Hacker Newsnew | past | comments | ask | show | jobs | submitlogin
Stacking Up AMD MI200 versus Nvidia A100 Compute Engines (nextplatform.com)
77 points by rbanffy on Dec 8, 2021 | hide | past | favorite | 38 comments


I find it interesting they’ve focused so much silicon on improving FP64 - in my mind that means they’re targeting physics simulations and other more traditional HPC workloads more than deep learning. I think that’s a smart thing on their part, because Nvidia really has a chokehold on the deep learning field right now with the A100 and CUDA/CUDNN software stack. I also find it interesting (and a good sign) that their recent supercomputer deals include 100 million for software development for ROCm/HIP.

However, considering how robust CUDA is compared to ROCm, I feel like all Nvidia would need to do to take the HPC market back completely would be to get close to AMD’s current FP64 performance. I don’t think anyone would buy AMD if prices were comparable and FP64 performance was anywhere in the ballpark. It’ll be very interesting to see Nvidia’s new cards, hopefully next year.


> I find it interesting they’ve focused so much silicon on improving FP64 - in my mind that means they’re targeting physics simulations and other more traditional HPC workloads more than deep learning.

I develop scientific simulation software, and I can't tell you how happy I'm about it. Because while doing high precision work, GPUs fall flat fast.

I also work at a HPC center, and there's mountains of FP64 dependent applications running on CPUs. Moving them to GPUs will bring a lot of improvements in a lot of disciplines. It's not uncommon to let things run for a week on multiple nodes for meaningful results.


If I could in any way afford it I'd buy one of these just for doing (hobby) n-body simulations and fractal rendering. I bought a Radeon VII specifically for this and it died a month or so after I got it, with no replacement possible because they were EOL :( So badly want a replacement, but with GPU prices as they are now, there's just no way to justify buying a 2nd hand one.

Right now I think the best you can do for FP64/$ is AVX-512 CPUs and Radeon GPUs.


Not sure I really trust AMD not to trip over their own feet when it comes to software unfortunately.

Hats off to them if they manage to really land a blow on NV here.

Also potentially keep an eye on Intel a few years down the line? Since they can actually do software in my experience (and, get this AMD, document the software!)


Supercomputer market is still there. Intel Sapphire rapids owes its existence to the next US nuke design (to be made on Aurora supercomputer.)

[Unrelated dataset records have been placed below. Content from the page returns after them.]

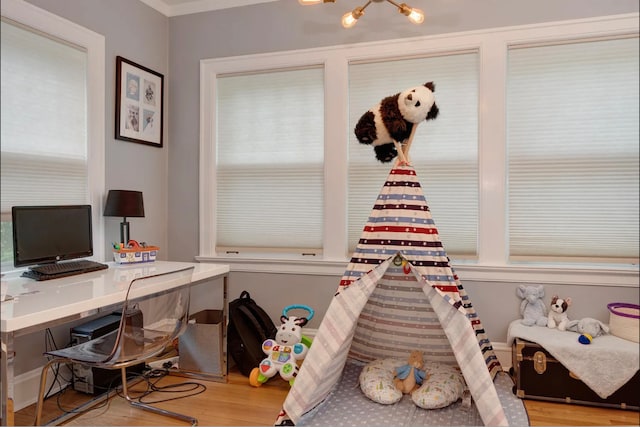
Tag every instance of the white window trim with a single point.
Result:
(493, 47)
(94, 43)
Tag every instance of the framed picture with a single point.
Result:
(139, 101)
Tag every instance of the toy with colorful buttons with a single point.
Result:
(283, 353)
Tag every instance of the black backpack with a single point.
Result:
(249, 326)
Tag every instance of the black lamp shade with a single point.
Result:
(124, 203)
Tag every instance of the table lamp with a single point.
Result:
(124, 203)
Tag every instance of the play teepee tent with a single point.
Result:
(399, 293)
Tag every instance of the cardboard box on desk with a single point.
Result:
(135, 253)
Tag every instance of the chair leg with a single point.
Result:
(147, 407)
(43, 386)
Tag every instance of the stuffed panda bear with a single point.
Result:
(393, 119)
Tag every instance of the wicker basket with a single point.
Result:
(624, 320)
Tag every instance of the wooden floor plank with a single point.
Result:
(236, 403)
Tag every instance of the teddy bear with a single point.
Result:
(588, 329)
(409, 377)
(393, 120)
(558, 313)
(532, 308)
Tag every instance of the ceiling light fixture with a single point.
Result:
(350, 19)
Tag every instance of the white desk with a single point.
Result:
(39, 305)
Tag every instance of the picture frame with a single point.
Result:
(139, 103)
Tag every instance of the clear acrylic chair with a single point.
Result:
(148, 325)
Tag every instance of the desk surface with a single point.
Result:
(37, 303)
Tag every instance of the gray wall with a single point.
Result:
(141, 34)
(285, 25)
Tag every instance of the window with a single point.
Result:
(572, 134)
(445, 153)
(487, 164)
(52, 86)
(270, 167)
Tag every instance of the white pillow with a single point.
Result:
(376, 380)
(442, 386)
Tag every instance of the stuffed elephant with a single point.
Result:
(532, 308)
(588, 329)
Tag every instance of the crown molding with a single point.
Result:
(170, 8)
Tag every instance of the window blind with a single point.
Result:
(43, 122)
(444, 151)
(270, 160)
(572, 135)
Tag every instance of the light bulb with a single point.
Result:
(351, 18)
(416, 16)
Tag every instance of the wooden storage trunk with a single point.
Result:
(539, 376)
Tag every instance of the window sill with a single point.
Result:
(609, 275)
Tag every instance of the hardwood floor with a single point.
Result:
(236, 403)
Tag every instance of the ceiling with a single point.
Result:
(185, 7)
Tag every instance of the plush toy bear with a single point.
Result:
(558, 313)
(588, 329)
(532, 307)
(409, 377)
(393, 120)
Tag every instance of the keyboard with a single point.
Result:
(63, 269)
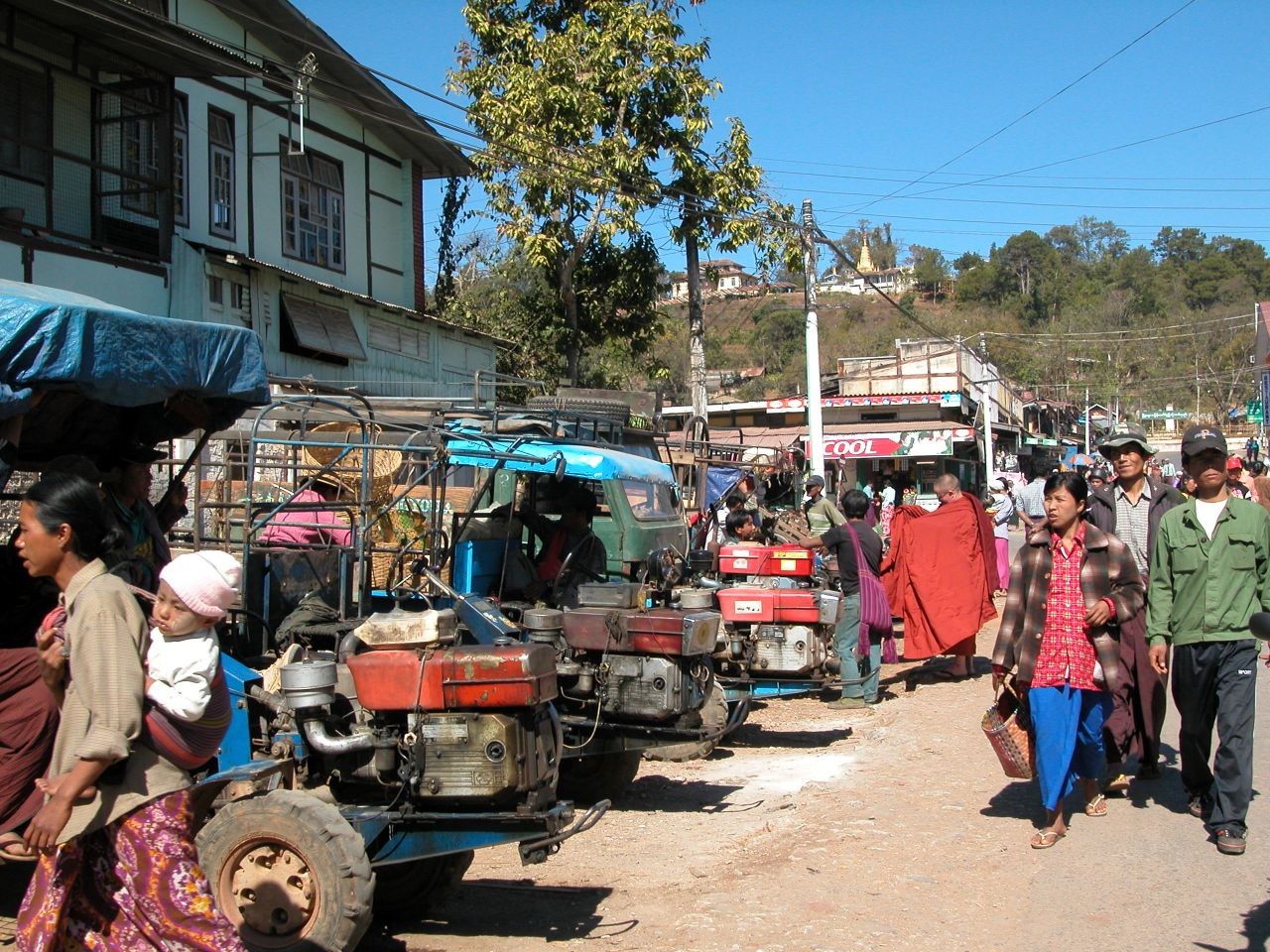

I don't think so. The new ISA that is in the SPR is mostly about deep learning: it supports int8 and bfloat16 (https://fuse.wikichip.org/news/3600/the-x86-advanced-matrix-...). You can emulate higher precision using bfloat16 (https://arxiv.org/abs/1904.06376), but I have not seen this used in the wild.


You know about surrogate models being run in simulations (physics informed neural network and all that stuff) the US is investing a lot in this. Maybe then it makes sense why bfloat16 exist in SPR.


Nvidia can’t improve FP64 performance to near parity without sacrificing a lot in the process, which would make them more vulnerable on the deep learning side of things.


?? Build two separate product lines.


With which engineers, managers, etc? Intel has long faced the same issues, they want their best R&D on x86 CPU’s so they had major issues expanding into other product lines.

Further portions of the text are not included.